No matter the time in which it was created, so much of Cage’s work still holds a kind of transformative power. Take, for instance, his “Prepared Piano” which he invented by placing objects beneath and between the strings of a grand piano, creating completely new sounds associated with the keys. He then used this entirely new instrument in his piece “Sonatas and Interludes” — a work that was first performed in 1946.
"If you run into people
who are really interested in hearing sounds,
you’re apt to find them fascinated by the quiet ones.

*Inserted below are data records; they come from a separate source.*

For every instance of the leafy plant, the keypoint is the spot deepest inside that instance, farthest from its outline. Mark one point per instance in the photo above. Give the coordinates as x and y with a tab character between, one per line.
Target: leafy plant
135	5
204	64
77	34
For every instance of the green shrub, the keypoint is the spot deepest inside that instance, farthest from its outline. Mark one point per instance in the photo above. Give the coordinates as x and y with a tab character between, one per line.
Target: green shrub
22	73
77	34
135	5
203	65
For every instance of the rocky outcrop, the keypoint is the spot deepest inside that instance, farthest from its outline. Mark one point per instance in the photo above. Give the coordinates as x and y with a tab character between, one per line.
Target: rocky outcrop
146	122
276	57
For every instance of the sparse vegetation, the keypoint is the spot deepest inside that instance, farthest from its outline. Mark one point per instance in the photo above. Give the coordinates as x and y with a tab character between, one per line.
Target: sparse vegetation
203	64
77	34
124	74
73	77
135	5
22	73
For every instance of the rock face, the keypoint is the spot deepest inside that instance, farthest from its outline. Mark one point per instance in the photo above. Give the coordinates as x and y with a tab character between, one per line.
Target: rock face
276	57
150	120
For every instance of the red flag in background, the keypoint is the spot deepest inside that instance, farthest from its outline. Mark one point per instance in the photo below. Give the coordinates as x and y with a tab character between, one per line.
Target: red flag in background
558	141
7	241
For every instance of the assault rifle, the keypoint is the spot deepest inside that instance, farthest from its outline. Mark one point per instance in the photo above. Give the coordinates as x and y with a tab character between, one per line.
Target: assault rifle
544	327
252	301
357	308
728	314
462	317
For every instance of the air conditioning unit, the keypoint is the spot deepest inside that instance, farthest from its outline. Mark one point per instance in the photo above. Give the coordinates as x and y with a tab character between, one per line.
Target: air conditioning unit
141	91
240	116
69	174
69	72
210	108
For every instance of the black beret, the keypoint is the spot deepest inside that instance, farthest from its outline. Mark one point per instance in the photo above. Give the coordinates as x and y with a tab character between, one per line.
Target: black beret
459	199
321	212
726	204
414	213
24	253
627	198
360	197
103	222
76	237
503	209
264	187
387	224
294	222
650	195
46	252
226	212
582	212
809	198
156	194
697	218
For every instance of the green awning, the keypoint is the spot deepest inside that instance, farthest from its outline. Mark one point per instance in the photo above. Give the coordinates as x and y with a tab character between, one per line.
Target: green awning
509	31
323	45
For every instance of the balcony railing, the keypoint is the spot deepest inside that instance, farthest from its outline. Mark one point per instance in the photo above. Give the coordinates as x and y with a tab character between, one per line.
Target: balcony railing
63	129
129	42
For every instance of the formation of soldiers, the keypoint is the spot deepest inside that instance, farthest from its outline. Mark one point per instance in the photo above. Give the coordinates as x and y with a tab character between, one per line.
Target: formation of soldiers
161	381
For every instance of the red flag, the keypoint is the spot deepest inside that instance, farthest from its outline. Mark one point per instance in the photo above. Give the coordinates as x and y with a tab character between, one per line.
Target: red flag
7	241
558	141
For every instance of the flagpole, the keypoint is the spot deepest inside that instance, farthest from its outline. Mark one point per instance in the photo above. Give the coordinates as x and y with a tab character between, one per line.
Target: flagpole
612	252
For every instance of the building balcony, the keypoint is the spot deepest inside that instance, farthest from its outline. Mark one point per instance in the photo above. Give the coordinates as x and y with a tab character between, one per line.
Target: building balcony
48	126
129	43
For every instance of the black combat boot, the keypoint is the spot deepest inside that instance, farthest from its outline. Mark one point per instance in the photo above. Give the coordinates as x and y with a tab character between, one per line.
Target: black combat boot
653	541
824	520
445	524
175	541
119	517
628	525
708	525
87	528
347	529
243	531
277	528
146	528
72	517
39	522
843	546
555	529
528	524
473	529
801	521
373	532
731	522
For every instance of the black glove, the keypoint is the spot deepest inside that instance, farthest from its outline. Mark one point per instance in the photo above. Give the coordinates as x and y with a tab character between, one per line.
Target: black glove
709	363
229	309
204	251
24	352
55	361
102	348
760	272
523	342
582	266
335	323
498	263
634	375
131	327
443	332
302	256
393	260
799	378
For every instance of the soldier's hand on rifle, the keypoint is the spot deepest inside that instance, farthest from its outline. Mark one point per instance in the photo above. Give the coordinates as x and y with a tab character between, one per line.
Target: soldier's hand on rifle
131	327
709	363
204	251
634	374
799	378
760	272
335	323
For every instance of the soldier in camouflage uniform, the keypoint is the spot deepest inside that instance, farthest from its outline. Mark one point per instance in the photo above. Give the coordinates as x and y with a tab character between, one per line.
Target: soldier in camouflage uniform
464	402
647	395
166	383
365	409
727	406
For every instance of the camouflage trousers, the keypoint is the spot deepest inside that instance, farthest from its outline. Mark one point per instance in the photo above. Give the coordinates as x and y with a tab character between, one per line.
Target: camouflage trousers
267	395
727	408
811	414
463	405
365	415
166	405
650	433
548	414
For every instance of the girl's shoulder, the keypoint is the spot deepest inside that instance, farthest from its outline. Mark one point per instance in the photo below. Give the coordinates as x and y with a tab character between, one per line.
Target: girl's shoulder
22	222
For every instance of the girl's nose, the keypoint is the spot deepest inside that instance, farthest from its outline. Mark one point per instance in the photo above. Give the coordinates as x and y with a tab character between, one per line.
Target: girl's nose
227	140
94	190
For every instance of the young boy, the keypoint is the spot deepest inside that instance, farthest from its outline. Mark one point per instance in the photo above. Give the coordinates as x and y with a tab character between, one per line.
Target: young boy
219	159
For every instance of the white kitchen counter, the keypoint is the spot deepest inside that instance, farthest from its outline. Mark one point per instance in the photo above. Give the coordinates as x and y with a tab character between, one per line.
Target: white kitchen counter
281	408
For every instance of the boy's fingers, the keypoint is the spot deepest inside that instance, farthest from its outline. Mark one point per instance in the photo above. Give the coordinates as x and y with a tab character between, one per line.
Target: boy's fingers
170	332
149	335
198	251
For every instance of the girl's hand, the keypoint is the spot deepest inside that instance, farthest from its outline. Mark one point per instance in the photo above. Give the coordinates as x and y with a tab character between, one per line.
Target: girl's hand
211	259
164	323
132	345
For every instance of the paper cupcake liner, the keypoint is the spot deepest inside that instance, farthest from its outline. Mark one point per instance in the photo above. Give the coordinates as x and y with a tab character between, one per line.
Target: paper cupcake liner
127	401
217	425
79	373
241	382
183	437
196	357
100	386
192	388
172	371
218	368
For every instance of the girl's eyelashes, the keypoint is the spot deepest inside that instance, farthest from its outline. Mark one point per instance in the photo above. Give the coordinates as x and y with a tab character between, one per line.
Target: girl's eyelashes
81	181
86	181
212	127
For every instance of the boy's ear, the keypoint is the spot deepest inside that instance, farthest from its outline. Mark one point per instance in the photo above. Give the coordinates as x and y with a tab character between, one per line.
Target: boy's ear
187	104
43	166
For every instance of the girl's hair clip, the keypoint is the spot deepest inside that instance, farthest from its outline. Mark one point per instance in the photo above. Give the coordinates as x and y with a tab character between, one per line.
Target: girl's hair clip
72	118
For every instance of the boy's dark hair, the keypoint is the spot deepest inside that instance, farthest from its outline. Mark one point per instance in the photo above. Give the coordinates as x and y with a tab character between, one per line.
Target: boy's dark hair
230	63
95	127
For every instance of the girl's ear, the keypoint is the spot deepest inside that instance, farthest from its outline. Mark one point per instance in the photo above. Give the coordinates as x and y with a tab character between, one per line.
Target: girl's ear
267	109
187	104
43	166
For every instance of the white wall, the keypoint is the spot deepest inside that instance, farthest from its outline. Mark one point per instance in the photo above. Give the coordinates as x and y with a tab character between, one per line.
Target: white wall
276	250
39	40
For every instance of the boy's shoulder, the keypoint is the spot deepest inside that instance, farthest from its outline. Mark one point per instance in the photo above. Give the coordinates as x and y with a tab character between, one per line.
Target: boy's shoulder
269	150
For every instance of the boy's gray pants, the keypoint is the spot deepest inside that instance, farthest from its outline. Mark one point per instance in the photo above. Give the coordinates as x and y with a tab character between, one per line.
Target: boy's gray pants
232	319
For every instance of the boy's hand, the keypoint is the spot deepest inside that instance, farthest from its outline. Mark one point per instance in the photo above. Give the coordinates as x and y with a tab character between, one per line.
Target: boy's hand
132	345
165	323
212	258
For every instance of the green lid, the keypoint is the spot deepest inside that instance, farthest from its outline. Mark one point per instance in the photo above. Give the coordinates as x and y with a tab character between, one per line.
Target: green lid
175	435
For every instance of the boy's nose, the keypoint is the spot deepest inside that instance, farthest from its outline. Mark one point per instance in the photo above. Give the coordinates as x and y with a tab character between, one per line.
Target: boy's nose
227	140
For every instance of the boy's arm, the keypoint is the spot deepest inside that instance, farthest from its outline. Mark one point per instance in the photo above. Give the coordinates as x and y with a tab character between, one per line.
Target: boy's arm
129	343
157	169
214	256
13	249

‘Did you hear that?’ they will say.”
Today, anyone can explore Cage’s innovation through a decidedly more modern lens: an App called CagePiano, which allows the user to mess around with 36 of the “prepared” notes, all lovingly captured and sampled by the John Cage Trust. The compositions created using the combined sounds of these new notes can even be recorded and shared via social media or email — a connective technique that Cage would have surely enjoyed seeing bear fruit.
John Cage: A Mycelogical Foray — Variations on Mushrooms is out now from Atelier Editions.